Data Pubblicazione: 18/06/2018

Cibi strani, quelli che mangeremo nel 2030

Preparatevi: tra dieci anni quelli che oggi sono considerati cibi strani potrebbero diventare alimenti quotidiani. E le sorprese non mancheranno di certo: uno sguardo al futuro in tema alimentazione è stato dato durante il convegno sulla food innovation Seeds and Chips 2018 che si è tenuto qualche settimana fa a Milano. Così si è parlato anche dei cibi strani che compariranno sulle nostre tavole nel 2030: un viaggio nel futuro assolutamente imperdibile.
Ovviamente in cima alla lista dei cibi strani nel mondo non mancheranno gli insetti, visto che già oggi stanno facendo la loro comparsa. Nel 2030 saranno alimenti quasi quotidiani: grilli, vermi ed altri insetti si preparano a comparire sugli scaffali dei supermercati e garantire la loro dose di grassi, proteine, vitamine e fibre.
Proprio in questa scia arriva El Molitor, uno snack a base di insetti che ha l’aspetto di una barretta energetica: è ricoperto di glassa in modo da limitare il sapore dei vermi. Dagli insetti alle alghe: l’alga spirulina in Oriente è già ampiamente consumata, anzi fa parte dei superfood. Ricca di proteine, circa il 70%, è consumata – e lo sarà sempre più nei prossimi anni – anche sotto forma di farina o pasta. Utili per ridurre il colesterolo, queste alghe hanno anche un’azione anti-stress ossidativo. Ottime per gli anemici per l’elevata quantità di ferro presente.

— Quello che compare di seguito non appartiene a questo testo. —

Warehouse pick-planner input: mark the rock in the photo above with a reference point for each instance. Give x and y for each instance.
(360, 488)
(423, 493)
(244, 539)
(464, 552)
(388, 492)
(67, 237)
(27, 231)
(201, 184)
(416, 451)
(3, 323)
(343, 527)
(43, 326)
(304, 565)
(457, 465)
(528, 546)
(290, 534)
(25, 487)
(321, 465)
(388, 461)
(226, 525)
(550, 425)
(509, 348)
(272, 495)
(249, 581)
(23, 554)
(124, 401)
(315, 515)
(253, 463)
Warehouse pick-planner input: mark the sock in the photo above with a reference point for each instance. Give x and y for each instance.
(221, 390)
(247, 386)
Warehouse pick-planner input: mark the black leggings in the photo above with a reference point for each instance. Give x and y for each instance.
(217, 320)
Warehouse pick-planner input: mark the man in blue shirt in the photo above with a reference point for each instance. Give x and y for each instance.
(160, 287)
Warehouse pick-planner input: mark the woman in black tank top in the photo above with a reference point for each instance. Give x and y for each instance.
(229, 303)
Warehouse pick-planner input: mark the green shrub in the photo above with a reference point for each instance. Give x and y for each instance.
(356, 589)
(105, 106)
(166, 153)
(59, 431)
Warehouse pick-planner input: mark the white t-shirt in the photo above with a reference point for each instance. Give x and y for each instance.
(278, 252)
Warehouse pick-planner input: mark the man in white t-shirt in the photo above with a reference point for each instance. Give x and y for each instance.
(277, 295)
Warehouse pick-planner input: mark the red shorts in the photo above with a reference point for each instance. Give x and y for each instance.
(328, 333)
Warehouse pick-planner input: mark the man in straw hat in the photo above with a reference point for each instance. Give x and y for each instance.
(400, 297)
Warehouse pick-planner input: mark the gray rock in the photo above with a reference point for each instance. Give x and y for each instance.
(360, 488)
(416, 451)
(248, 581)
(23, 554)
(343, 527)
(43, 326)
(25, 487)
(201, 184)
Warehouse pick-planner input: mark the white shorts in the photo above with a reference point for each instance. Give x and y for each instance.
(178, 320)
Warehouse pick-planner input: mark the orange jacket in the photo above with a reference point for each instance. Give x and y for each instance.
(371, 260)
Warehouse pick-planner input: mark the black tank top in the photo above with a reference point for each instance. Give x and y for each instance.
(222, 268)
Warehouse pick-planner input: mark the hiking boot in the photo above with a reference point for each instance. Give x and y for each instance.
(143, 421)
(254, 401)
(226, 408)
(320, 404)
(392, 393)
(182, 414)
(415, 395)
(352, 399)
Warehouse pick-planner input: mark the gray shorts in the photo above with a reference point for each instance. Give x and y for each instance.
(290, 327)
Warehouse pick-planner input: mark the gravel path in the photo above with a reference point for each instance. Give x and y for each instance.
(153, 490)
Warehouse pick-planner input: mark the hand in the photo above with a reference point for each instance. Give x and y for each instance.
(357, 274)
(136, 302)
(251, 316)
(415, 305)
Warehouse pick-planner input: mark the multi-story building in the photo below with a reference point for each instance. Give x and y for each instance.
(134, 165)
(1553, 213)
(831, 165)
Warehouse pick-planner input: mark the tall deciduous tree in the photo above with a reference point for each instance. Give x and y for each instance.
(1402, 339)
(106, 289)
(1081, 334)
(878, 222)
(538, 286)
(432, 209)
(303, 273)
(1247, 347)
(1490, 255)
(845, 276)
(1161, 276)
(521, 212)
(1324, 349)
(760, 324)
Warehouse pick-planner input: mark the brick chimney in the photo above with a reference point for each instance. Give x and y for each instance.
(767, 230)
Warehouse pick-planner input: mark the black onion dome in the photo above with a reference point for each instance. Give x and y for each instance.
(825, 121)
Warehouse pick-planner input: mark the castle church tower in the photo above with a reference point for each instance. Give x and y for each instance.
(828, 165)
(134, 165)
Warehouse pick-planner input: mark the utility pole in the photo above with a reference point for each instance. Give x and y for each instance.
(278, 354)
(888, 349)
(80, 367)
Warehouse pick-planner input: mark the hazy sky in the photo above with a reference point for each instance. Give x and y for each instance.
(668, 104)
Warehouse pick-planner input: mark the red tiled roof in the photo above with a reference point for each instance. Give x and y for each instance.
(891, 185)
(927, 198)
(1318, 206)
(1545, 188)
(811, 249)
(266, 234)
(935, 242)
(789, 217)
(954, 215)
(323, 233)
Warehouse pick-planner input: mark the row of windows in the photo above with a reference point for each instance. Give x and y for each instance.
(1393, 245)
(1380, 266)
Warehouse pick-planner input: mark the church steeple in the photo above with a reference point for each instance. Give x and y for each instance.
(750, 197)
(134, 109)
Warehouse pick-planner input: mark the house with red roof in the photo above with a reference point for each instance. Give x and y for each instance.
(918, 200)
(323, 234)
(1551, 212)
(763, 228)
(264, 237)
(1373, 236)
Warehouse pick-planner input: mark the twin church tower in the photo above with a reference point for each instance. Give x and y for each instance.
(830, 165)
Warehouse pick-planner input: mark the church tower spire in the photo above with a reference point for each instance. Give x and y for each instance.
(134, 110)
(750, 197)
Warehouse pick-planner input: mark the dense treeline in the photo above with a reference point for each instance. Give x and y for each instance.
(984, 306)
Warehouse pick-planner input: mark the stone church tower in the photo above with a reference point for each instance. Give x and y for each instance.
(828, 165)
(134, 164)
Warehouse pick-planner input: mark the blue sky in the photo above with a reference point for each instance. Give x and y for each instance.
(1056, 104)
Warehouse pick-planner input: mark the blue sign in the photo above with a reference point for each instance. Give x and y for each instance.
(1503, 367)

Cibi strani, come mangeremo nel 2030

Meno ‘innovativo’ sarà mangiarsi carne e pesce ma coltivati in laboratorio: un modo per ridurre il consumo di risorse per l’allevamento e salvaguardare in qualche modo l’ambiente. Così all’hamburger scientifico si affiancheranno le polpette di laboratorio, prodotte con le cellule staminali di animali o i filetti di pesce ottenuti allo stesso modo. Cibi che risulteranno utili anche per gli astronauti e per garantire loro un menu vario e completo.
Ma da qui al 2030 arriveranno a tavola anche alcune specie di piante commestibili attualmente non utilizzate in maniera diffusa: è il caso del miglio proso, un cereale coltivato in Asia e Africa. Infine, spazio ai cibi stampati in 3D, un mix di cucina e ingegneria che già si sta affacciando a tavola, alle bottiglie d’acqua commestibili e al caffè masticabile.